Like the situation in Russia, the millions of war dead and the horrors of the front took their toll on soldier morale. A mutiny broke out in the German navy as early as August 1917, but was quickly suppressed.
By November 1918 desire for an end to the war boiled over when sailors mutinied in Kiel and Wilhelmshafen, and the unrest spread to the towns. Mutinying soldiers made contact with workers and declared an armed mass demonstration demanding the freeing of 300 soldiers imprisoned for mutiny.
This joint march of 10,000 soldiers and workers in Kiel was fired on by a group of officers, after which fire the soldiers returned fire. From here the armed demonstration became an armed insurrection.
Prison doors were flung open and the mutineers’ comrades were freed (the imprisoned revolutionary socialist Rosa Luxemburg was released in this way by one such breakout). Mass meetings of soldiers elected representatives to soldiers’ councils—similar to the Russian soviets—which assumed sovereignty, commanding 40,000 sailors.
The city of Kiel was paralysed on 5 November by a general strike in the factories and docks. Uprisings and mutinies followed in other port towns like Hamburg, Cuxhen, Rostock and Wilhelmshafen.
Revolution reached the capital Berlin on 9 November, forcing Kaiser Wilhelm II to abdicate and hand over power to the only person with sufficient authority to rein in the masses, the SPD leader, Friedrich Ebert. He abolished the monarchy and declared the Weimar Republic. The armistice that officially ended WWI was signed two days later.
Wars expose the underlying class divide in society in extreme ways. Major wars throughout the 20th century have led to intense class struggles, and often the breaking of discipline in the armed forces in the form of mutinies against the military leadership.
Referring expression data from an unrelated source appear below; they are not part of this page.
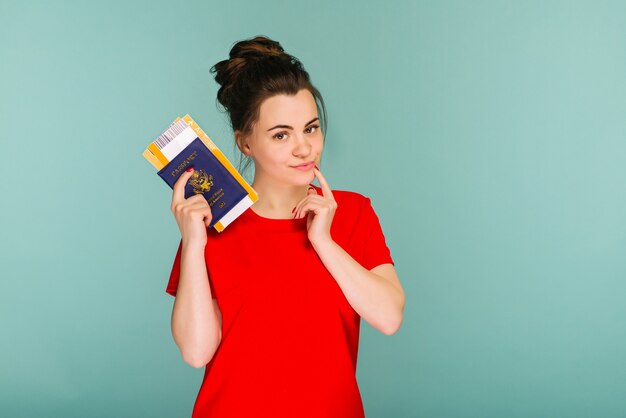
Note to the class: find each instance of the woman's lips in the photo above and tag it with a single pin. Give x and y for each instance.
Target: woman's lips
(305, 167)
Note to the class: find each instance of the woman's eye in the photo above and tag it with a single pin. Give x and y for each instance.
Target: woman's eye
(280, 136)
(310, 128)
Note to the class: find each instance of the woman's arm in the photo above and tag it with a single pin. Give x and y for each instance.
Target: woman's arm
(196, 318)
(376, 295)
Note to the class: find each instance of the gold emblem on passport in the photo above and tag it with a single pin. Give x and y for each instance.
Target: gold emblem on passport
(201, 181)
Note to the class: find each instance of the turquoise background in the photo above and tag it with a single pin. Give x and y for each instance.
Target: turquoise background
(489, 135)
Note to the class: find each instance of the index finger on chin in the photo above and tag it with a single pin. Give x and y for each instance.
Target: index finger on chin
(324, 184)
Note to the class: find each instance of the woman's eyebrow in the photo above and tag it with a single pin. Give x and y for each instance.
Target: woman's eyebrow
(291, 127)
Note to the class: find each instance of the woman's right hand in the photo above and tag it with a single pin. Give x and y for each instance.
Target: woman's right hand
(193, 215)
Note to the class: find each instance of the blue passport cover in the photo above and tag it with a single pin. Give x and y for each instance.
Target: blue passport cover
(210, 178)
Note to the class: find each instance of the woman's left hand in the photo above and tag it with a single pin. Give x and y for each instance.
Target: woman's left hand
(319, 209)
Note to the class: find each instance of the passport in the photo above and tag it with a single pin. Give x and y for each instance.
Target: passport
(184, 144)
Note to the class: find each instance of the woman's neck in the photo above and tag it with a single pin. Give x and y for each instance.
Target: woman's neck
(277, 201)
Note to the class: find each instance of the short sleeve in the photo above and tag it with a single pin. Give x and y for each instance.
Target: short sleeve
(375, 250)
(172, 284)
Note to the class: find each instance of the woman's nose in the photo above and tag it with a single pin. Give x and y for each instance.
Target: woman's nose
(302, 146)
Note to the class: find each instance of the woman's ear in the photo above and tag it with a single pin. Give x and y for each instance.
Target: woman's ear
(242, 143)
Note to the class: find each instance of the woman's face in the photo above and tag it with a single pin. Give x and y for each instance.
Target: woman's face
(287, 140)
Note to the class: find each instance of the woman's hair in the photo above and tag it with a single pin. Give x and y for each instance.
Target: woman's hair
(258, 69)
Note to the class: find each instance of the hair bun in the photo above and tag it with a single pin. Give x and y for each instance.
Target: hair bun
(257, 48)
(246, 54)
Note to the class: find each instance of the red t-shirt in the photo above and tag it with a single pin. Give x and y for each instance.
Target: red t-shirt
(289, 336)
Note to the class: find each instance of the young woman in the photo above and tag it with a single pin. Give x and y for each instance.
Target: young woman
(272, 304)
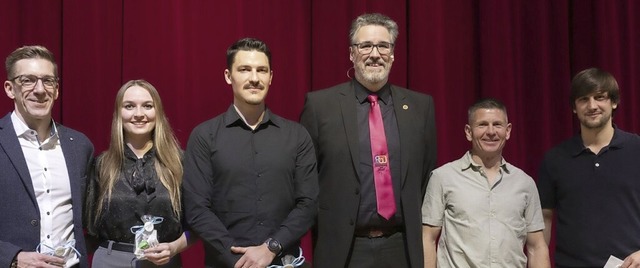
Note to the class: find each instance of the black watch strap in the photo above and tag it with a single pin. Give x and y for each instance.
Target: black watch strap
(274, 246)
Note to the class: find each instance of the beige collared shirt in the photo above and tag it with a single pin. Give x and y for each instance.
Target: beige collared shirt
(482, 225)
(48, 170)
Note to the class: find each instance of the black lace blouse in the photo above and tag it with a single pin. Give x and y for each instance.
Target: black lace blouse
(138, 192)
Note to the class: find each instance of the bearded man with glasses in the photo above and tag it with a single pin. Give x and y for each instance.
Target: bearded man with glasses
(376, 145)
(44, 167)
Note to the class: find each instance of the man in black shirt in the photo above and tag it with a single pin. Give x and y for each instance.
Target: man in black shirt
(250, 180)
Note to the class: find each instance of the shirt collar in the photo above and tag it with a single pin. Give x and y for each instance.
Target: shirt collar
(232, 118)
(468, 163)
(384, 94)
(23, 131)
(617, 142)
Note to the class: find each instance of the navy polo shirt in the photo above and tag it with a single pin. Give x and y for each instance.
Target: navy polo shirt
(596, 197)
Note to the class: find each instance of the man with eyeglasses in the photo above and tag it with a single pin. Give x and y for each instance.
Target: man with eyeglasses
(376, 145)
(44, 167)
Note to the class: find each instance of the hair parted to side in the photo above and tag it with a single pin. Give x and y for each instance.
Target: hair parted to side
(594, 80)
(373, 19)
(168, 162)
(246, 44)
(28, 52)
(486, 103)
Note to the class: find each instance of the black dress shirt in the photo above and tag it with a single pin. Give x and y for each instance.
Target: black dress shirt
(368, 213)
(242, 186)
(138, 192)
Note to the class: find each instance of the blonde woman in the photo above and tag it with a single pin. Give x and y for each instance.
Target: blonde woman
(140, 174)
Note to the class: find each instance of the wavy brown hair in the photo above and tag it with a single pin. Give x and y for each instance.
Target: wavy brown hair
(168, 164)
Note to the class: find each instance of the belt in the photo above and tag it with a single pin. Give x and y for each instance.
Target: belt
(377, 232)
(126, 247)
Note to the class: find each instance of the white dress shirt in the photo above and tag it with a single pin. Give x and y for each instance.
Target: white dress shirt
(48, 170)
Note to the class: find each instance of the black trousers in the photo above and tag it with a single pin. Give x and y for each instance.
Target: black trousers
(380, 252)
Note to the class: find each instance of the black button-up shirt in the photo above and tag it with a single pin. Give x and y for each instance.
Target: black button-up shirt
(134, 197)
(242, 186)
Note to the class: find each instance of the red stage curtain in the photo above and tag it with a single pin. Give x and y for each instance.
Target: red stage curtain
(522, 52)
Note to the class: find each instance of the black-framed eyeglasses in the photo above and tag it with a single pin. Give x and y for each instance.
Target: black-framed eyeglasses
(29, 81)
(384, 48)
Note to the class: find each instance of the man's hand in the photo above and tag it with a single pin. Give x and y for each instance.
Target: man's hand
(632, 261)
(253, 257)
(37, 260)
(160, 254)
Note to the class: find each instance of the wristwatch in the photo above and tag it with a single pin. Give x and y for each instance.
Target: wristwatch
(274, 246)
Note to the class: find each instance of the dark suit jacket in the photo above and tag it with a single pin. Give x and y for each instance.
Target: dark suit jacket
(20, 227)
(330, 117)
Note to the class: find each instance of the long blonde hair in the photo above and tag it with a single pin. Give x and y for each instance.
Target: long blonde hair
(168, 163)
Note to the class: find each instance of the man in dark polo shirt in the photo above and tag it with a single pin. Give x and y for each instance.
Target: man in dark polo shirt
(592, 181)
(250, 179)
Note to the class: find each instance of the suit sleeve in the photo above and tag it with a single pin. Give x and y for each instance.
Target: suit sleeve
(197, 192)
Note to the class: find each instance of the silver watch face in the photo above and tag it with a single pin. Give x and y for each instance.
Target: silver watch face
(274, 245)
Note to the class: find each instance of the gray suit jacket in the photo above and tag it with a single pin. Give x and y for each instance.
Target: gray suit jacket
(330, 117)
(20, 227)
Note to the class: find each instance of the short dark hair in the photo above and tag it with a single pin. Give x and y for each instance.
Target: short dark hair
(28, 52)
(486, 103)
(594, 80)
(246, 44)
(373, 19)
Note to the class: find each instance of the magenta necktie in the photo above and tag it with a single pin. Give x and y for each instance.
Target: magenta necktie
(381, 171)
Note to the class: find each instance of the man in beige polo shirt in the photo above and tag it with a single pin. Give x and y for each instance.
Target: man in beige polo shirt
(484, 209)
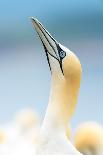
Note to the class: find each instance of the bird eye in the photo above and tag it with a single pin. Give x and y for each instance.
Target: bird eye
(62, 54)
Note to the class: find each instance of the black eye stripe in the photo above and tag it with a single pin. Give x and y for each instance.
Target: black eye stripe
(62, 54)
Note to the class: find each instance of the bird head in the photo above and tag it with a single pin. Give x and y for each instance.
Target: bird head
(65, 69)
(63, 63)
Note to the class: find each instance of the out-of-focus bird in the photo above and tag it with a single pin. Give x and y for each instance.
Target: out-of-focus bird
(68, 132)
(66, 75)
(88, 138)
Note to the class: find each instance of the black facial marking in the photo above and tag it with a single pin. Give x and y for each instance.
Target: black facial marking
(62, 54)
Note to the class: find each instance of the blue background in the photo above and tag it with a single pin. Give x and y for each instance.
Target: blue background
(24, 72)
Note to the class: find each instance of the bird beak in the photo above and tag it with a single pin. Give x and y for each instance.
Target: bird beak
(51, 46)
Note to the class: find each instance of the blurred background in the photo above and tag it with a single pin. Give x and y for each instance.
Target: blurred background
(24, 72)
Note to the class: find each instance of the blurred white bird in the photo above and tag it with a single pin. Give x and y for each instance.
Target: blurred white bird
(88, 138)
(66, 75)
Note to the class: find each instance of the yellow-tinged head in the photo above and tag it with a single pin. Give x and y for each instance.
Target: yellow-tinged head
(89, 138)
(66, 75)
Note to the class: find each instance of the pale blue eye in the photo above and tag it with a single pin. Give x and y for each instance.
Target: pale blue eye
(62, 54)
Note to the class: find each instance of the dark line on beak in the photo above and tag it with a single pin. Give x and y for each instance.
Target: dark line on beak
(46, 37)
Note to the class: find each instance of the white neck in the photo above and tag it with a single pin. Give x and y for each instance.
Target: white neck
(61, 104)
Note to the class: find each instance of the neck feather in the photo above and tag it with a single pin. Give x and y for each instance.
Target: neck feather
(61, 105)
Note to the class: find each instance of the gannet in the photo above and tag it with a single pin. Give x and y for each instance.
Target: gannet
(88, 138)
(65, 78)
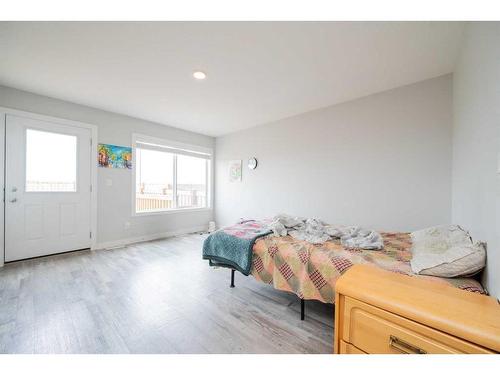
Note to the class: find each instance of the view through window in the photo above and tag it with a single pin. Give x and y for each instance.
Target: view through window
(166, 180)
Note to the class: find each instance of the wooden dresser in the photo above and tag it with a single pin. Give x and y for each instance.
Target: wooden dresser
(388, 313)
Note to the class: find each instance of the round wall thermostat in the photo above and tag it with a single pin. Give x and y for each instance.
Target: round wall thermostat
(252, 163)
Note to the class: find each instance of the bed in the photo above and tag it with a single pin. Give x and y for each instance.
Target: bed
(311, 271)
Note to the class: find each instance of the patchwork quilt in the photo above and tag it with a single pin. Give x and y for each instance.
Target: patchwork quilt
(311, 271)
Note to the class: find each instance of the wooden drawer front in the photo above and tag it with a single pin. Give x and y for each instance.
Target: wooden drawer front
(346, 348)
(377, 331)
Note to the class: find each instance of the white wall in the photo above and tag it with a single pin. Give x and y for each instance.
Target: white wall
(476, 142)
(383, 161)
(115, 202)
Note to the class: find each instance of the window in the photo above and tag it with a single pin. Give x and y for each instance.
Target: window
(170, 176)
(50, 169)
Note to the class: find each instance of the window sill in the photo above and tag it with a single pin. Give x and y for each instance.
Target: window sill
(172, 211)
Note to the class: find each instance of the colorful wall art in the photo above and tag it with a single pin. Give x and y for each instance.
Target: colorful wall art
(111, 156)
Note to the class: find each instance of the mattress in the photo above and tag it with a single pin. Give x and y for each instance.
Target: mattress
(311, 271)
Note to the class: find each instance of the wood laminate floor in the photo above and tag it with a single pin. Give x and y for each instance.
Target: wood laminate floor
(153, 297)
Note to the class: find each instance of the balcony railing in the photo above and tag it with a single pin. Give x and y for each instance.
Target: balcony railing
(152, 198)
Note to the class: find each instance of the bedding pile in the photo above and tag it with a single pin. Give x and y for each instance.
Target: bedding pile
(317, 232)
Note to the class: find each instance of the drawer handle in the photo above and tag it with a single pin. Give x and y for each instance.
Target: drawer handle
(404, 347)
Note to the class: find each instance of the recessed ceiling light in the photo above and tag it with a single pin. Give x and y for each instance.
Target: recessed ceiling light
(199, 75)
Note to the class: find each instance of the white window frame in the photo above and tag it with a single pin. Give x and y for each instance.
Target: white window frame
(176, 148)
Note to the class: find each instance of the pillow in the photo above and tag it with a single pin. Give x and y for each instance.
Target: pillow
(446, 251)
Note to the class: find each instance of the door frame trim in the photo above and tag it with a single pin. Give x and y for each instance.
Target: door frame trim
(4, 111)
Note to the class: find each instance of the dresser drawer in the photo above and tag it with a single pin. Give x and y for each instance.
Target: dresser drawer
(346, 348)
(374, 330)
Class struggle remains the only reliable check on governments going to war with each other. As Karl Liebknecht wrote in a leaflet in May 1915, “The main enemy of each people is at home. The main enemy of the German people is German Imperialism.” Governments and the corporations they serve launch wars to defend their own profits and privileges, yet expect working class people to do the fighting.
Today the threat of war remains very real. We have seen tensions between Russia and the US over Ukraine, and a growing stand-off between the US and China in the Pacific. The US wars in Iraq and Afghanistan killed over a million people and shattered both countries. There has been much talk of Chinese expansion representing the next “threat to world peace,” with explicit comparisons even made between Germany in 1914 and China today.
The revolutions that ended the carnage of the First World War not only embodied mass revulsion at imperialism, but also opened up the possibility of replacing the capitalist system that produces war with a socialist democracy based on grassroots workers’ and peasants’ councils.
A century after the First World War, and with the US’s “pivot to Asia” spurring geo-political tensions in east Asia, the struggle against war is intertwined with the struggle for a better world, one based on workers’ power and socialism.